Cases of tumor lysis syndrome have been reported in patients treated with pralsetinib.
Risk factors:
• Presence of rapidly growing tumors
• High tumor burden
• Kidney dysfunction
• Dehydration
Pralsetinib may have the potential to adversely affect wound healing. Due to this concern, recommendations regarding withholding therapy prior to elective surgery and/or after major surgery exist.
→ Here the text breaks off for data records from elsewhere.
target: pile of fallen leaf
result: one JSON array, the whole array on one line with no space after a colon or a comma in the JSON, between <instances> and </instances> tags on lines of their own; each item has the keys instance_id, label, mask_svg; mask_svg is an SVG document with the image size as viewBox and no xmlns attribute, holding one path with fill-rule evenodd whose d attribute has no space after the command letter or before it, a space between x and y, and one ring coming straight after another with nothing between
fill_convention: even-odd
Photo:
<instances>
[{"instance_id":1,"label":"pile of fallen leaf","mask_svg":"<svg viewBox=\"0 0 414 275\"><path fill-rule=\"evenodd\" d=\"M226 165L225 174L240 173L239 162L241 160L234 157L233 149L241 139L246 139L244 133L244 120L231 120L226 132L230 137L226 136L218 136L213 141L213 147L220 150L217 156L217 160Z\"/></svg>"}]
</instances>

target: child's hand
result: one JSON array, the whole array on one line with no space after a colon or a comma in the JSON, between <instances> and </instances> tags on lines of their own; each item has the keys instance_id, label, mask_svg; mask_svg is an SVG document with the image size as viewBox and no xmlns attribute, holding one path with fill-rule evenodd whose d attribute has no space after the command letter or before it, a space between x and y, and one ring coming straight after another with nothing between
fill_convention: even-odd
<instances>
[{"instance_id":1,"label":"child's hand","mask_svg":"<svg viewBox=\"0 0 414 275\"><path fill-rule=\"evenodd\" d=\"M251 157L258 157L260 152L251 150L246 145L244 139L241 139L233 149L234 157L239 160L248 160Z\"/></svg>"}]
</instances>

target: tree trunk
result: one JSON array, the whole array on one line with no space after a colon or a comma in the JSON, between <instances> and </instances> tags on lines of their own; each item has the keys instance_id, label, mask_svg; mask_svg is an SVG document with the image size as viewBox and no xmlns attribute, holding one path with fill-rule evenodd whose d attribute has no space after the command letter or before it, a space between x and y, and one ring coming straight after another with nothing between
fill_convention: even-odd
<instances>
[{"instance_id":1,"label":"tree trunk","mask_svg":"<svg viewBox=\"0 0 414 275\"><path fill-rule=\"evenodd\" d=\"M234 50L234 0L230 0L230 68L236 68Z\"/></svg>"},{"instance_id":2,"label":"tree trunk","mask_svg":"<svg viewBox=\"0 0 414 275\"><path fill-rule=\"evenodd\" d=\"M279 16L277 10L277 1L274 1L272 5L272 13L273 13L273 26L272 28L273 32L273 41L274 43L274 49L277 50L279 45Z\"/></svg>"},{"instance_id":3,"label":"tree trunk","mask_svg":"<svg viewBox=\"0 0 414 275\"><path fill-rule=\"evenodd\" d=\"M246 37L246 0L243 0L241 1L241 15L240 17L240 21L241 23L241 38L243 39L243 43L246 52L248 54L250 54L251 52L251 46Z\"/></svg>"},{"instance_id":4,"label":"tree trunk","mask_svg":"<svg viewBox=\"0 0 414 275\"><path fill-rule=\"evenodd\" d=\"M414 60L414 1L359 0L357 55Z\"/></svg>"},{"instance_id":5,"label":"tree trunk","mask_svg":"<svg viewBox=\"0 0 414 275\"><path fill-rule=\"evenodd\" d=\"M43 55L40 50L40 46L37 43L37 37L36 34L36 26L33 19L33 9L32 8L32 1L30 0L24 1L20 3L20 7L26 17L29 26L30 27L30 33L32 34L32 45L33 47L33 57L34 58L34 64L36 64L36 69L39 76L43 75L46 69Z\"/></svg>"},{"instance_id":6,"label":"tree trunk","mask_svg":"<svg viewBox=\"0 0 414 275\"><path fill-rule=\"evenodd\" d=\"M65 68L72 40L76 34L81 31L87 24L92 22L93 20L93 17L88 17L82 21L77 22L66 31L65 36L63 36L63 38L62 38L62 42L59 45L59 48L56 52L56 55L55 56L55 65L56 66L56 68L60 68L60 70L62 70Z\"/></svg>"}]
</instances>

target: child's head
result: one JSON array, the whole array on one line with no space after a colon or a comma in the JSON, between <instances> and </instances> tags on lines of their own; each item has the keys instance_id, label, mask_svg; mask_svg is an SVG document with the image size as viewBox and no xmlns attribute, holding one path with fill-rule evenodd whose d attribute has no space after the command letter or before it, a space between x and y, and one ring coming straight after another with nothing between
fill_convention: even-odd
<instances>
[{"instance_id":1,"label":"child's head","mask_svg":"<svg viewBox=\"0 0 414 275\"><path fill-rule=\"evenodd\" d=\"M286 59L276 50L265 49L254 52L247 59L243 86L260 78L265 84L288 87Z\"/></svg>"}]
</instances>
Mechanism: Exact mechanism is unknown; vascular endothelial growth factor receptor inhibitors are associated with impaired wound healing.
Risk factors:
• Major surgery
The following adverse drug reactions and incidences are derived from product labeling unless otherwise specified. Reported adverse reactions are for adults.
>10%:
Cardiovascular: Edema (29% to 44%), hypertension (35% to 40%)
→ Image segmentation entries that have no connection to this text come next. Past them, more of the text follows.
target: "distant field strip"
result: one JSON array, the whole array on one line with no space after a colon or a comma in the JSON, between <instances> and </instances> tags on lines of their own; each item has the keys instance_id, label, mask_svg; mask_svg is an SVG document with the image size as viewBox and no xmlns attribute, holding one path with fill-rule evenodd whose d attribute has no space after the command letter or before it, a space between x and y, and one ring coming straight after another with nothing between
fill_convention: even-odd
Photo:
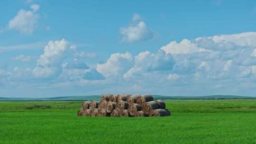
<instances>
[{"instance_id":1,"label":"distant field strip","mask_svg":"<svg viewBox=\"0 0 256 144\"><path fill-rule=\"evenodd\" d=\"M79 117L80 101L0 102L0 144L256 144L256 100L166 100L172 116Z\"/></svg>"}]
</instances>

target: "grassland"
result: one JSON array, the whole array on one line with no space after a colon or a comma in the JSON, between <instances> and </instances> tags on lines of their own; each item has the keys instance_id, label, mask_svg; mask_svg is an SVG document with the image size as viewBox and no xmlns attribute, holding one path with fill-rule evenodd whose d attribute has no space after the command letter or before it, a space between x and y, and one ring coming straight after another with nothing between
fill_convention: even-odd
<instances>
[{"instance_id":1,"label":"grassland","mask_svg":"<svg viewBox=\"0 0 256 144\"><path fill-rule=\"evenodd\" d=\"M0 102L0 144L256 144L256 100L168 100L172 116L78 117L81 102Z\"/></svg>"}]
</instances>

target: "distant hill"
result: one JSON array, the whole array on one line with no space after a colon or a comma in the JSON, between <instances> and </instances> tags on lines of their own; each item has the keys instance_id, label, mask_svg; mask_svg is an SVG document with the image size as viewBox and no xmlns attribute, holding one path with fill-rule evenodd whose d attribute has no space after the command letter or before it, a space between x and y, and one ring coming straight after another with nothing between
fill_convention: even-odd
<instances>
[{"instance_id":1,"label":"distant hill","mask_svg":"<svg viewBox=\"0 0 256 144\"><path fill-rule=\"evenodd\" d=\"M206 96L167 96L154 95L155 99L256 99L256 97L247 97L232 95L212 95ZM64 101L64 100L98 100L100 95L68 96L42 98L4 98L0 97L0 101Z\"/></svg>"}]
</instances>

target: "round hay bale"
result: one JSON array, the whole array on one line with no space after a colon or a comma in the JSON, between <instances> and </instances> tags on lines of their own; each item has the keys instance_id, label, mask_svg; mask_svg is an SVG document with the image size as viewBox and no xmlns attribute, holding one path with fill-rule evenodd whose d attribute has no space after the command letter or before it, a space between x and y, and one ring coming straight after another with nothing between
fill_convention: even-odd
<instances>
[{"instance_id":1,"label":"round hay bale","mask_svg":"<svg viewBox=\"0 0 256 144\"><path fill-rule=\"evenodd\" d=\"M165 103L164 100L155 100L155 102L156 102L158 106L159 106L159 108L165 109Z\"/></svg>"},{"instance_id":2,"label":"round hay bale","mask_svg":"<svg viewBox=\"0 0 256 144\"><path fill-rule=\"evenodd\" d=\"M141 95L136 95L136 102L137 104L141 106L143 104L143 103L145 103L145 101L142 101L142 97L143 96Z\"/></svg>"},{"instance_id":3,"label":"round hay bale","mask_svg":"<svg viewBox=\"0 0 256 144\"><path fill-rule=\"evenodd\" d=\"M114 109L110 113L111 117L119 117L119 111L116 109Z\"/></svg>"},{"instance_id":4,"label":"round hay bale","mask_svg":"<svg viewBox=\"0 0 256 144\"><path fill-rule=\"evenodd\" d=\"M128 109L130 115L135 116L136 115L137 111L141 110L141 106L138 104L129 104Z\"/></svg>"},{"instance_id":5,"label":"round hay bale","mask_svg":"<svg viewBox=\"0 0 256 144\"><path fill-rule=\"evenodd\" d=\"M122 97L121 96L121 95L117 95L117 102L119 101L120 101L120 100L122 100Z\"/></svg>"},{"instance_id":6,"label":"round hay bale","mask_svg":"<svg viewBox=\"0 0 256 144\"><path fill-rule=\"evenodd\" d=\"M118 95L117 96L117 101L119 101L120 100L127 101L127 98L128 96L131 96L130 94L125 93L121 95Z\"/></svg>"},{"instance_id":7,"label":"round hay bale","mask_svg":"<svg viewBox=\"0 0 256 144\"><path fill-rule=\"evenodd\" d=\"M84 101L82 103L82 108L85 111L87 108L89 108L88 103L86 101Z\"/></svg>"},{"instance_id":8,"label":"round hay bale","mask_svg":"<svg viewBox=\"0 0 256 144\"><path fill-rule=\"evenodd\" d=\"M98 101L92 100L90 104L90 108L91 109L93 109L95 108L98 108L99 105Z\"/></svg>"},{"instance_id":9,"label":"round hay bale","mask_svg":"<svg viewBox=\"0 0 256 144\"><path fill-rule=\"evenodd\" d=\"M105 98L102 98L102 96L103 96ZM102 94L101 95L101 98L102 98L102 99L101 99L101 100L102 100L105 99L105 100L106 100L107 101L110 101L110 97L111 97L111 96L114 96L114 94Z\"/></svg>"},{"instance_id":10,"label":"round hay bale","mask_svg":"<svg viewBox=\"0 0 256 144\"><path fill-rule=\"evenodd\" d=\"M99 117L109 117L110 116L110 113L107 113L106 109L99 108L99 113L98 116Z\"/></svg>"},{"instance_id":11,"label":"round hay bale","mask_svg":"<svg viewBox=\"0 0 256 144\"><path fill-rule=\"evenodd\" d=\"M150 117L164 117L171 115L171 112L167 109L156 109L153 110L149 114Z\"/></svg>"},{"instance_id":12,"label":"round hay bale","mask_svg":"<svg viewBox=\"0 0 256 144\"><path fill-rule=\"evenodd\" d=\"M117 96L115 96L114 95L111 95L111 96L110 96L109 99L109 101L116 102Z\"/></svg>"},{"instance_id":13,"label":"round hay bale","mask_svg":"<svg viewBox=\"0 0 256 144\"><path fill-rule=\"evenodd\" d=\"M122 109L119 113L120 117L129 117L129 112L127 109Z\"/></svg>"},{"instance_id":14,"label":"round hay bale","mask_svg":"<svg viewBox=\"0 0 256 144\"><path fill-rule=\"evenodd\" d=\"M97 108L95 108L91 110L91 116L92 117L97 117L99 115L99 109Z\"/></svg>"},{"instance_id":15,"label":"round hay bale","mask_svg":"<svg viewBox=\"0 0 256 144\"><path fill-rule=\"evenodd\" d=\"M153 109L159 108L159 106L157 103L155 101L151 101L146 102L142 108L142 110L147 114L150 114L151 111Z\"/></svg>"},{"instance_id":16,"label":"round hay bale","mask_svg":"<svg viewBox=\"0 0 256 144\"><path fill-rule=\"evenodd\" d=\"M148 114L144 113L143 111L138 111L135 116L137 117L148 117Z\"/></svg>"},{"instance_id":17,"label":"round hay bale","mask_svg":"<svg viewBox=\"0 0 256 144\"><path fill-rule=\"evenodd\" d=\"M101 95L101 101L103 100L107 100L107 98L104 94Z\"/></svg>"},{"instance_id":18,"label":"round hay bale","mask_svg":"<svg viewBox=\"0 0 256 144\"><path fill-rule=\"evenodd\" d=\"M81 109L78 110L78 111L77 111L77 116L83 116L83 113L84 113L83 110L82 109Z\"/></svg>"},{"instance_id":19,"label":"round hay bale","mask_svg":"<svg viewBox=\"0 0 256 144\"><path fill-rule=\"evenodd\" d=\"M118 110L120 110L121 109L127 109L128 108L128 103L126 101L124 101L123 100L120 100L119 101L118 101L116 104L116 109L117 109Z\"/></svg>"},{"instance_id":20,"label":"round hay bale","mask_svg":"<svg viewBox=\"0 0 256 144\"><path fill-rule=\"evenodd\" d=\"M99 108L106 109L107 108L107 101L106 100L101 100L99 103Z\"/></svg>"},{"instance_id":21,"label":"round hay bale","mask_svg":"<svg viewBox=\"0 0 256 144\"><path fill-rule=\"evenodd\" d=\"M132 96L129 96L127 97L127 99L126 101L128 102L128 104L129 105L131 105L133 103L136 103L137 102L137 96L138 95L132 95Z\"/></svg>"},{"instance_id":22,"label":"round hay bale","mask_svg":"<svg viewBox=\"0 0 256 144\"><path fill-rule=\"evenodd\" d=\"M107 112L111 112L113 109L115 109L116 104L116 102L108 101L107 103L107 108L106 108Z\"/></svg>"},{"instance_id":23,"label":"round hay bale","mask_svg":"<svg viewBox=\"0 0 256 144\"><path fill-rule=\"evenodd\" d=\"M86 109L86 116L91 116L91 109Z\"/></svg>"}]
</instances>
Dermatologic: Skin rash (17% to 24%)
Endocrine & metabolic: Decreased serum albumin (41% to 52%), decreased serum calcium (corrected: 50% to 70%), decreased serum magnesium (25% to 27%), decreased serum phosphate (28% to 50%), decreased serum potassium (27%), decreased serum sodium (28% to 42%), hypermagnesemia (14%), increased serum phosphate (40%), increased serum potassium (26% to 27%)
Gastrointestinal: Abdominal pain (14% to 17%), constipation (41% to 45%), decreased appetite (15% to 18%), diarrhea (30% to 34%; grades 3/4: 3% to 5%, including colitis), dysgeusia (17%), nausea (17% to 19%; grade 3: <1%), stomatitis (6% to 17%; grade 3: <1%), vomiting (14%), xerostomia (17%)
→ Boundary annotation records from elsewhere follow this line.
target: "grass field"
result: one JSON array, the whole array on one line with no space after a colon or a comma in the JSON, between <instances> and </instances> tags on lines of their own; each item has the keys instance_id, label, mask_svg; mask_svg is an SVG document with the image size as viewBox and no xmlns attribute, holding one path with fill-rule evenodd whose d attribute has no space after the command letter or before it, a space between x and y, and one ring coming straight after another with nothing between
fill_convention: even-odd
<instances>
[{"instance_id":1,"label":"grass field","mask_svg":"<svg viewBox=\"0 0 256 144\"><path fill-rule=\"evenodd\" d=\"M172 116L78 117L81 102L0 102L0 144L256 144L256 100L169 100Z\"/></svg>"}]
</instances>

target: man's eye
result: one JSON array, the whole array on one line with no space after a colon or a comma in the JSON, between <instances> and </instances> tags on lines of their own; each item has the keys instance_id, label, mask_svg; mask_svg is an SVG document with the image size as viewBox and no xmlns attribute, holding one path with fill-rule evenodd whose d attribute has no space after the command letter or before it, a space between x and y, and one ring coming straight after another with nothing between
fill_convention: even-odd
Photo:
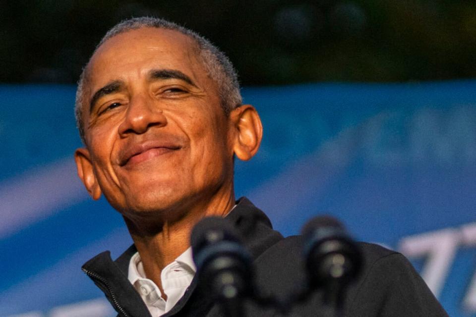
<instances>
[{"instance_id":1,"label":"man's eye","mask_svg":"<svg viewBox=\"0 0 476 317\"><path fill-rule=\"evenodd\" d=\"M185 91L181 88L179 88L178 87L173 87L172 88L168 88L164 91L163 93L165 94L171 94L171 93L184 93Z\"/></svg>"},{"instance_id":2,"label":"man's eye","mask_svg":"<svg viewBox=\"0 0 476 317\"><path fill-rule=\"evenodd\" d=\"M99 114L104 113L104 112L108 111L110 110L112 110L114 108L117 108L117 107L119 106L120 105L121 105L120 103L113 103L109 106L107 106L107 107L105 107L104 109L101 110L101 111L100 111L99 112Z\"/></svg>"}]
</instances>

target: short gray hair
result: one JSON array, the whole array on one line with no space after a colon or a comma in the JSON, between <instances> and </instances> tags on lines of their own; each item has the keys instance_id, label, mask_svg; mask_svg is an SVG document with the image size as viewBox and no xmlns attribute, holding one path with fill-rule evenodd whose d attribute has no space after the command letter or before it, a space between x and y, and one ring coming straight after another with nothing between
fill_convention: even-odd
<instances>
[{"instance_id":1,"label":"short gray hair","mask_svg":"<svg viewBox=\"0 0 476 317\"><path fill-rule=\"evenodd\" d=\"M208 75L218 86L222 107L228 116L233 109L241 105L242 101L239 91L238 76L233 65L225 53L216 46L198 33L163 19L143 17L122 21L113 27L96 47L94 53L104 42L111 38L132 30L144 27L156 28L177 31L189 37L196 44L199 56ZM94 55L94 53L93 55ZM76 92L74 114L79 135L86 145L84 123L82 120L82 108L84 103L84 89L87 86L87 68L89 62L83 69L78 81Z\"/></svg>"}]
</instances>

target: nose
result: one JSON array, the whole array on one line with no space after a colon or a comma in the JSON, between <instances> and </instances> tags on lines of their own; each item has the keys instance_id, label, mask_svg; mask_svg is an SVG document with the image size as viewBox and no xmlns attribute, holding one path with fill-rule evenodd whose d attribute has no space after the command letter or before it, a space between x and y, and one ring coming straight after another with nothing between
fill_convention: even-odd
<instances>
[{"instance_id":1,"label":"nose","mask_svg":"<svg viewBox=\"0 0 476 317\"><path fill-rule=\"evenodd\" d=\"M138 95L131 98L123 120L118 128L119 134L142 134L150 128L161 127L167 124L162 108L147 96Z\"/></svg>"}]
</instances>

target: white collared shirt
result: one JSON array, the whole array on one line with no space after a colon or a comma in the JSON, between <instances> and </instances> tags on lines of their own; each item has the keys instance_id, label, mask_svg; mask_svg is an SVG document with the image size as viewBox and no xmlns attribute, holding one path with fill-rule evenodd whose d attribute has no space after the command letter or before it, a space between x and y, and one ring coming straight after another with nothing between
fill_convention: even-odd
<instances>
[{"instance_id":1,"label":"white collared shirt","mask_svg":"<svg viewBox=\"0 0 476 317\"><path fill-rule=\"evenodd\" d=\"M152 317L158 317L172 309L183 296L196 271L191 247L164 267L160 279L164 292L167 295L167 301L162 298L155 283L146 277L138 252L130 259L127 277L142 298Z\"/></svg>"}]
</instances>

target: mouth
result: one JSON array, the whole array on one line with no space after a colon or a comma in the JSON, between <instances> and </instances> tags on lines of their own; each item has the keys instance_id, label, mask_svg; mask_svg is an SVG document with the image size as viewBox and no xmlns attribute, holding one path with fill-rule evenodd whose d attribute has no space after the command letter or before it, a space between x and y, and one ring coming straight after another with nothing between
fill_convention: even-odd
<instances>
[{"instance_id":1,"label":"mouth","mask_svg":"<svg viewBox=\"0 0 476 317\"><path fill-rule=\"evenodd\" d=\"M119 155L119 166L122 167L139 164L181 148L181 146L176 144L154 141L127 147Z\"/></svg>"}]
</instances>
Genitourinary: Urinary tract infection (16%)
Hematologic & oncologic: Decreased hemoglobin (63% to 78%; grades 3/4: 13% to 18%), decreased neutrophils (59% to 70%; grades 3/4: 16% to 21%), decreased platelet count (31% to 33%; grades 3/4: 3% to 5%), leukopenia (79%; grades 3/4: 11%), lymphocytopenia (67% to 73%; grades 3/4: 27% to 32%), tumor lysis syndrome (<15%)
Hepatic: Increased serum alanine aminotransferase (37% to 58%), increased serum alkaline phosphatase (22% to 43%), increased serum aspartate aminotransferase (49% to 80%), increased serum bilirubin (20% to 24%)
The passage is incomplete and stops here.